AI Assisted Architecture Analysis
Availability
✅
❌
From
October 25
Not Available
The AI-powered review functionality provides intelligent architecture and code quality analysis during pull request reviews. This feature automatically analyzes changed files using advanced language models to provide contextual insights about architectural patterns, Flxbl framework compliance, and potential improvements.
Overview
The architecture analysis performs real-time analysis of pull request changes to:
Analyze architectural patterns and design consistency
Identify alignment with Flxbl framework best practices
Suggest improvements based on changed files context
Provide severity-based insights (info, warning, concern)

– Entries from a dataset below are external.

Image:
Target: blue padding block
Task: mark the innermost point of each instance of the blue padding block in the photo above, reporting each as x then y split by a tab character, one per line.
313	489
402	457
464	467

Generate actionable recommendations
How It Works
The AI assisted architecture analyzer integrates into the project:analyze
command and:
Detects PR Context: Automatically identifies when running in a pull request environment
Analyzes Changed Files: Focuses analysis on modified files only (up to 10 files for token optimization)
Applies AI Analysis: Uses configured AI provider to analyze architectural patterns
Reports Findings: Generates structured insights without failing the build (informational only)
Creates GitHub Checks: Posts results as GitHub check annotations when running in CI
Prerequisites
OpenCode is currently only supported on OSX or Linux runtimes. It's not supported for Windows platforms.
For complete setup instructions, see Configuring LLM Providers.
Quick Setup:
# Install OpenCode CLI
npm install -g opencode-ai
nfigure Anthropic (recommended)
sfp ai auth --provider anthropic --auth
Configuration
The architecture analyzer is configured through a YAML configuration file at config/ai-architecture.yaml
:
# Enable/disable AI architecture analysis
enabled: true
# AI Provider Configuration (optional - auto-detects if not specified)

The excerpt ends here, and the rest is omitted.